DATE=$(date +%Y%m%d_%H%M%S)
BACKUP_DIR="/backups/clickhouse"

# 1. Create schema backup
housekeeper schema dump --config production.yaml > "$BACKUP_DIR/schema_$DATE.sql"

# 2. Create data backup (for critical tables)
clickhouse-client --query "BACKUP TABLE analytics.users TO S3('s3://backups/users_$DATE.tar')"
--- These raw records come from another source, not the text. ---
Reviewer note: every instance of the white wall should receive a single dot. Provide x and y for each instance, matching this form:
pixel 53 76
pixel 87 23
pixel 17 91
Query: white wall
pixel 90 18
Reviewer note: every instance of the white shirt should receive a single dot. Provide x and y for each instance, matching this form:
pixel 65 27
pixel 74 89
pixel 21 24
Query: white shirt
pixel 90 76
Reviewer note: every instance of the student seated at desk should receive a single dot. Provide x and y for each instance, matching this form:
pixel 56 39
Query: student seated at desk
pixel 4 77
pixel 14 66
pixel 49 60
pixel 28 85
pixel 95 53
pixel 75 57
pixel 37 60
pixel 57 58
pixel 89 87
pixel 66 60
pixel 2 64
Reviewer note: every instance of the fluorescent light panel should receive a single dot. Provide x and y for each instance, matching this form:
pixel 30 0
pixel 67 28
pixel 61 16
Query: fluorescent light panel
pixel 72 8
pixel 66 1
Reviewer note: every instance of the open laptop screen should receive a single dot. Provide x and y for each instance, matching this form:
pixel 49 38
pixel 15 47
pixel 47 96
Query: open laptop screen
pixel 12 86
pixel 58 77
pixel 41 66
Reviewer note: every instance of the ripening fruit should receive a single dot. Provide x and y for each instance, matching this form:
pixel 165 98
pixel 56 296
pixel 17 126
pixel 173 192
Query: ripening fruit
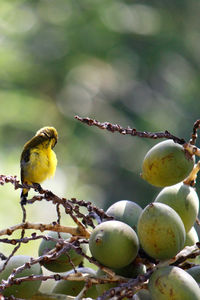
pixel 161 231
pixel 73 288
pixel 169 283
pixel 184 200
pixel 132 270
pixel 167 163
pixel 101 288
pixel 26 289
pixel 125 211
pixel 191 237
pixel 62 263
pixel 114 244
pixel 195 273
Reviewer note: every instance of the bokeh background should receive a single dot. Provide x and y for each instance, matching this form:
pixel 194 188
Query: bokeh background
pixel 135 63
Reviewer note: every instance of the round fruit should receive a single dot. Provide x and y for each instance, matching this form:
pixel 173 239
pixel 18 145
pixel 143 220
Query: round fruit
pixel 161 231
pixel 167 163
pixel 26 289
pixel 195 273
pixel 169 283
pixel 114 244
pixel 62 263
pixel 191 239
pixel 132 270
pixel 101 288
pixel 73 288
pixel 125 211
pixel 184 200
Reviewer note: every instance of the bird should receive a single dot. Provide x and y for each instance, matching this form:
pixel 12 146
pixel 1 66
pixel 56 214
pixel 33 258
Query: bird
pixel 38 160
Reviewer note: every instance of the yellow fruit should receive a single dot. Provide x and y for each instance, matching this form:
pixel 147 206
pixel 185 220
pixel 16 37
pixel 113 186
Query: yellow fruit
pixel 167 163
pixel 161 231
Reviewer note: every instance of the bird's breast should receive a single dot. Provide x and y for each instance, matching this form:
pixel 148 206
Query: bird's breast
pixel 41 165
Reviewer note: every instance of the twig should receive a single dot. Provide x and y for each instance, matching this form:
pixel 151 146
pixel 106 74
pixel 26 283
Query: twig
pixel 42 227
pixel 194 132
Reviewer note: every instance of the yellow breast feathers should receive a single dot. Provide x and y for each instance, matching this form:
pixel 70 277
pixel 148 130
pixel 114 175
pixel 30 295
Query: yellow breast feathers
pixel 38 160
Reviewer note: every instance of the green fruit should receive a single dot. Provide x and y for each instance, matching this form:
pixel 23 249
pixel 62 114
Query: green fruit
pixel 125 211
pixel 167 163
pixel 195 273
pixel 184 200
pixel 26 289
pixel 132 270
pixel 101 288
pixel 73 288
pixel 114 244
pixel 169 283
pixel 62 263
pixel 191 237
pixel 161 231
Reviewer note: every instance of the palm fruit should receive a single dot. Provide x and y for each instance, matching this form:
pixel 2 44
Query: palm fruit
pixel 24 290
pixel 184 200
pixel 167 163
pixel 114 244
pixel 195 273
pixel 125 211
pixel 191 237
pixel 161 231
pixel 168 283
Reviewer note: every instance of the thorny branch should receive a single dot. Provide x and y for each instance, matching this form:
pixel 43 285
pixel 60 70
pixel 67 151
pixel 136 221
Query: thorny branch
pixel 131 131
pixel 79 235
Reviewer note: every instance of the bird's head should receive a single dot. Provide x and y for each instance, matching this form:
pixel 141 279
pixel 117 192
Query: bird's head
pixel 48 133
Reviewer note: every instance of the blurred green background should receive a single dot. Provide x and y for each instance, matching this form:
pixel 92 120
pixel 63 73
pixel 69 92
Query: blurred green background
pixel 135 63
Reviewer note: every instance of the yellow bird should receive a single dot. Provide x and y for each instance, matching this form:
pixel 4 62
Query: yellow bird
pixel 38 161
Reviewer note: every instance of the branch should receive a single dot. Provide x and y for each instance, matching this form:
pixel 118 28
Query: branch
pixel 42 227
pixel 131 131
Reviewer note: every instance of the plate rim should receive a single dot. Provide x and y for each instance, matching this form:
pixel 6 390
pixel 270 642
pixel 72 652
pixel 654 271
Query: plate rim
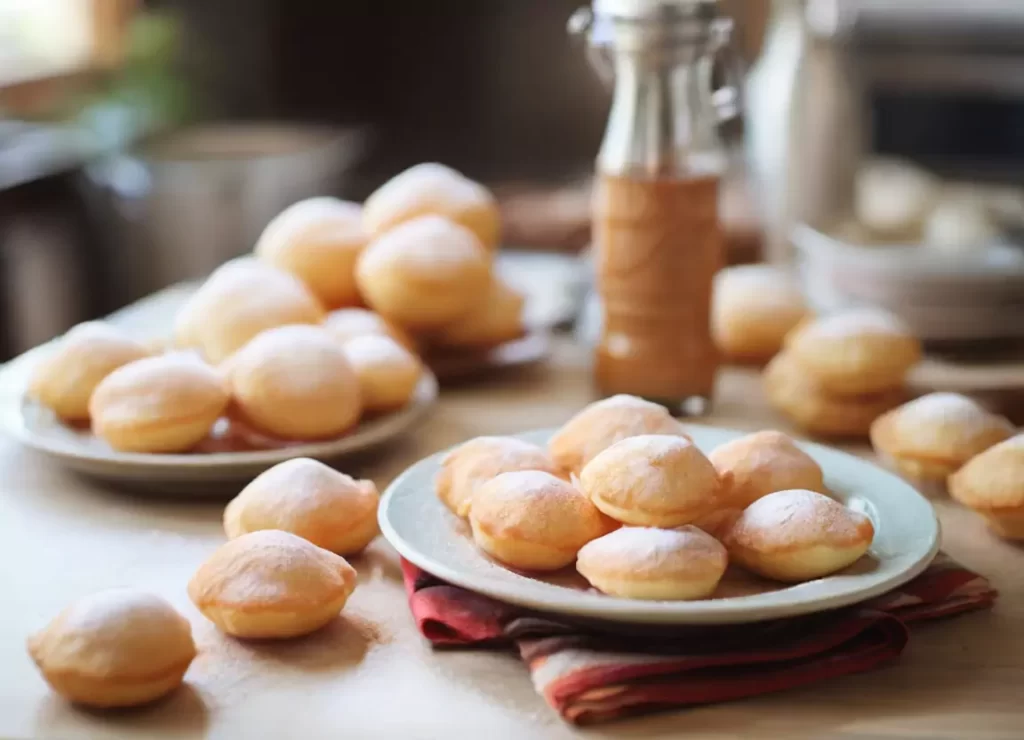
pixel 380 430
pixel 613 609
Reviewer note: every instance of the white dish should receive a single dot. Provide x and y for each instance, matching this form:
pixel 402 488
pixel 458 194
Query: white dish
pixel 196 474
pixel 906 539
pixel 940 297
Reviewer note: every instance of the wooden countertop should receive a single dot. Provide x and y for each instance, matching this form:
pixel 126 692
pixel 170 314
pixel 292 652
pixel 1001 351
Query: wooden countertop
pixel 371 675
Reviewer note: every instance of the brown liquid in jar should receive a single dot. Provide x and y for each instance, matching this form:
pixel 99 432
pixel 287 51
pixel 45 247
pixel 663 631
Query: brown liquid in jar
pixel 658 245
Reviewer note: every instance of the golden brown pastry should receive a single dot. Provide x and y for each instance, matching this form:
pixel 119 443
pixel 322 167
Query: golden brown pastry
pixel 498 320
pixel 932 436
pixel 167 403
pixel 531 520
pixel 241 299
pixel 654 564
pixel 855 352
pixel 798 535
pixel 271 584
pixel 317 241
pixel 992 484
pixel 425 273
pixel 763 463
pixel 602 424
pixel 296 383
pixel 308 498
pixel 471 464
pixel 115 648
pixel 792 391
pixel 653 480
pixel 431 188
pixel 348 322
pixel 65 380
pixel 754 307
pixel 387 373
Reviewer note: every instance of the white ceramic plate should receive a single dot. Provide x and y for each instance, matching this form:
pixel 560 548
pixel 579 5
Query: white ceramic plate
pixel 424 532
pixel 197 474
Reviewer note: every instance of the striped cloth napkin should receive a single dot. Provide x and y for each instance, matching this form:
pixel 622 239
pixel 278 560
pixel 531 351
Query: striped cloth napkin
pixel 592 673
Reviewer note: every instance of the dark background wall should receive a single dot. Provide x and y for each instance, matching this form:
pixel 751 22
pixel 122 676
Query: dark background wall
pixel 493 87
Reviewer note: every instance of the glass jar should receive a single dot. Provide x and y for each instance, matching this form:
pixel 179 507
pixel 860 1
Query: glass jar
pixel 657 241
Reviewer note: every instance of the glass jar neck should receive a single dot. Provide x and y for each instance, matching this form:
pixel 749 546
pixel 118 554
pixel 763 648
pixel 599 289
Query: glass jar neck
pixel 663 121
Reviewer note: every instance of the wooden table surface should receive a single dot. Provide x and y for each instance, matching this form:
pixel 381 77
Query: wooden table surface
pixel 371 675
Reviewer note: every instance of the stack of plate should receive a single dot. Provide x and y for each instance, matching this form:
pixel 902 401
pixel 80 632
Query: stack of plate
pixel 943 298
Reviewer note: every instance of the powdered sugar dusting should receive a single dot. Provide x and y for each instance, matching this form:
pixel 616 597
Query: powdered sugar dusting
pixel 857 323
pixel 940 420
pixel 428 244
pixel 636 548
pixel 375 349
pixel 765 286
pixel 268 566
pixel 798 517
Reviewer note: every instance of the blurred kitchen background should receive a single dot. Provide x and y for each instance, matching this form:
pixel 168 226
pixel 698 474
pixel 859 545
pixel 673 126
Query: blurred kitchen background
pixel 142 143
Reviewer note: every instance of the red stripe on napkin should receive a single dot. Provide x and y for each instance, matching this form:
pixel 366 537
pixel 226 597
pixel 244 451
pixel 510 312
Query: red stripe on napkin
pixel 593 672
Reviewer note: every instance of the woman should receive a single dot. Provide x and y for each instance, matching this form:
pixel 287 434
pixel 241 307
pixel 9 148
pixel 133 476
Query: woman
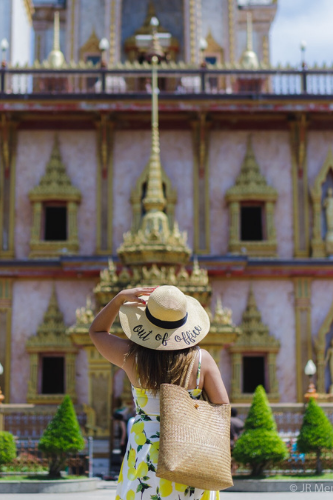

# 3. Verify backup integrity
if [ -s "$BACKUP_DIR/schema_$DATE.sql" ]; then
    echo "Schema backup created: schema_$DATE.sql"
else
    echo "ERROR: Schema backup failed"
    exit 1
fi

# 4. Cleanup old backups (keep 30 days)
find "$BACKUP_DIR" -name "schema_*.sql" -mtime +30 -delete

Documentation

Schema Documentation

Inline Documentation

-- Use comprehensive comments
CREATE DATABASE analytics 
ENGINE = Atomic 
COMMENT 'Analytics database v2.1 - Contains user behavior and business metrics';

CREATE TABLE analytics.events (
    id UUID DEFAULT generateUUIDv4() COMMENT 'Unique event identifier',
    user_id UInt64 COMMENT 'Reference to users.profiles.id',
    event_type LowCardinality(String) COMMENT 'Event category: page_view, click, purchase, etc.',
    timestamp DateTime COMMENT 'Event occurrence time in UTC',

    -- Derived fields for analytics
    date Date MATERIALIZED toDate(timestamp) COMMENT 'Partition key and aggregation dimension',
    hour UInt8 MATERIALIZED toHour(timestamp) COMMENT 'Hourly aggregation dimension'
) 
ENGINE = MergeTree()
PARTITION BY (toYYYYMM(timestamp), event_type)
ORDER BY (timestamp, user_id)
TTL timestamp + INTERVAL 90 DAY DELETE
COMMENT 'User interaction events with 90-day retention policy';

Migration Documentation

-- Migration header template
-- Schema migration generated at 2024-03-15 14:30:22 UTC
-- 
-- Changes:
-- - Add user_segment column to events table for ML-based user categorization
-- - Add index on user_segment for filtering performance
-- - Update daily_stats view to include segmentation metrics
--
-- Impact:
-- - New column is nullable and backwards compatible
-- - Index creation may take 10-15 minutes on production
-- - View changes affect reporting queries (verify downstream systems)
--
-- Rollback:
-- - DROP COLUMN user_segment from events table
-- - DROP INDEX idx_user_segment
-- - Restore previous view definition from git history

Team Documentation

Schema Change Process

# Schema Change Process

## 1. Planning
- [ ] Document business requirement
- [ ] Design schema changes
- [ ] Estimate impact and downtime
- [ ] Plan rollback strategy

## 2. Development
- [ ] Create feature branch
- [ ] Implement schema changes
- [ ] Add tests for new functionality
- [ ] Update documentation

## 3. Review
- [ ] Code review by senior engineer
- [ ] DBA review for performance impact
- [ ] Security review for sensitive data
- [ ] Documentation review

## 4. Testing
- [ ] Test migration in development
- [ ] Performance test with realistic data
- [ ] Test rollback procedure
- [ ] Validate downstream systems

## 5. Deployment
- [ ] Deploy to staging environment
- [ ] Validate staging deployment
- [ ] Schedule production maintenance window
- [ ] Deploy to production
- [ ] Monitor for issues

## 6. Post-Deployment
- [ ] Verify all systems operational
- [ ] Monitor performance metrics
- [ ] Update team on completion
- [ ] Document lessons learned

These best practices ensure reliable, maintainable, and performant ClickHouse deployments with Housekeeper. Adapt them to your specific environment and requirements.